Pick a conversion direction with the "Convert from" selector. Choose Magnitude to enter a value of M and get the energy in joules plus the TNT equivalent. Choose Energy (J) to enter an energy value with a unit (J through EJ) and get the matching magnitude and TNT mass. The energy unit simply scales your input to SI joules before the formula is applied.

The formula explained

The core relation is $$\log_{10}(J) = 4.8 + 1.5 \times M$$ where J is energy in joules and M is moment magnitude. Solving the other way gives \(M = (\log_{10}(J) - 4.8) / 1.5\). The factor 1.5 means each whole step up in magnitude multiplies the energy by \(10^{1.5} \approx 31.6\) times, and a 2-step jump multiplies it by 1000. For TNT, one metric ton of TNT releases \(4.184 \times 10^9\) J (4.184 GJ), so the equivalent mass is simply J divided by \(4.184\mathrm{e}9\).
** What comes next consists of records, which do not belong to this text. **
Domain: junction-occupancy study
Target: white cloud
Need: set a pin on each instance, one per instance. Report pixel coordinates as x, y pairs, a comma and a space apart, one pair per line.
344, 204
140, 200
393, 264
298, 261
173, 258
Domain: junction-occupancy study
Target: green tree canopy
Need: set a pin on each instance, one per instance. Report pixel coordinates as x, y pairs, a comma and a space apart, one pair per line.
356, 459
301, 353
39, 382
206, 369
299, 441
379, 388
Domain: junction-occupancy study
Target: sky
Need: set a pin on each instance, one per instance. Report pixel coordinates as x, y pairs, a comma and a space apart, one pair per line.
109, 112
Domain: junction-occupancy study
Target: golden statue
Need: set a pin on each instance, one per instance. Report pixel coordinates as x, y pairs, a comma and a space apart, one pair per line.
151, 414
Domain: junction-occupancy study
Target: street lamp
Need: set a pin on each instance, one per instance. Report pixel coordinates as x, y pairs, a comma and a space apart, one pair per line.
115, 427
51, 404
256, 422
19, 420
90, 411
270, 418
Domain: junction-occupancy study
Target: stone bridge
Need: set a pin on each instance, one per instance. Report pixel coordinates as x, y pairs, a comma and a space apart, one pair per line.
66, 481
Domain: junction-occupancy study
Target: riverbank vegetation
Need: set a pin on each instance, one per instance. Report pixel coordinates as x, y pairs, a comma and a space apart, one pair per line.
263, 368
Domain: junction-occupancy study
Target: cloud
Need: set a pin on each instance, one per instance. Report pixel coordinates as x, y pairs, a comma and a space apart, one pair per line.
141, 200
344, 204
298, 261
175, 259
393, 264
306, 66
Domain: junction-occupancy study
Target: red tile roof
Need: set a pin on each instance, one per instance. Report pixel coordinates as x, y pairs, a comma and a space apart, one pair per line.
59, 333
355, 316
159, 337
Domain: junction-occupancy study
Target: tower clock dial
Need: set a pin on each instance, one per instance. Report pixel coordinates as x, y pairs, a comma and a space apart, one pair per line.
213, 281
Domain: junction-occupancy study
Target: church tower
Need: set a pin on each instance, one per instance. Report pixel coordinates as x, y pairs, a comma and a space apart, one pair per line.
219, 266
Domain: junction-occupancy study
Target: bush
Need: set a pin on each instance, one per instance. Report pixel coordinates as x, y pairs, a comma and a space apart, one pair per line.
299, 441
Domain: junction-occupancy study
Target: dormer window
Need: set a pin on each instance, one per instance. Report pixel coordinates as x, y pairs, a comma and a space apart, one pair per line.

Straight line showing log of seismic energy increasing linearly with magnitude
Because energy is logarithmic in magnitude, each unit of magnitude multiplies energy by about 32.

Worked example

For a magnitude M = 9.0 earthquake: $$\log_{10}(J) = 4.8 + 1.5 \times 9.0 = 18.3$$ so \(J = 10^{18.3} \approx 1.995 \times 10^{18}\) J (about 2 EJ). The TNT equivalent is $$\frac{1.995\mathrm{e}18}{4.184\mathrm{e}9} \approx 4.77 \times 10^8 \text{ tons}$$ - roughly 477 megatons of TNT.

FAQ

Which magnitude scale is this? It uses moment magnitude (Mw), the modern standard for measuring large earthquakes.

Why does a small magnitude change matter so much? Because energy grows as \(10^{1.5M}\), an increase of just one magnitude unit releases about 31.6 times more energy.

Can I enter negative or very large magnitudes? Yes. The formula is defined for any real M. The energy direction only requires a positive energy value, since the logarithm of zero or a negative number is undefined.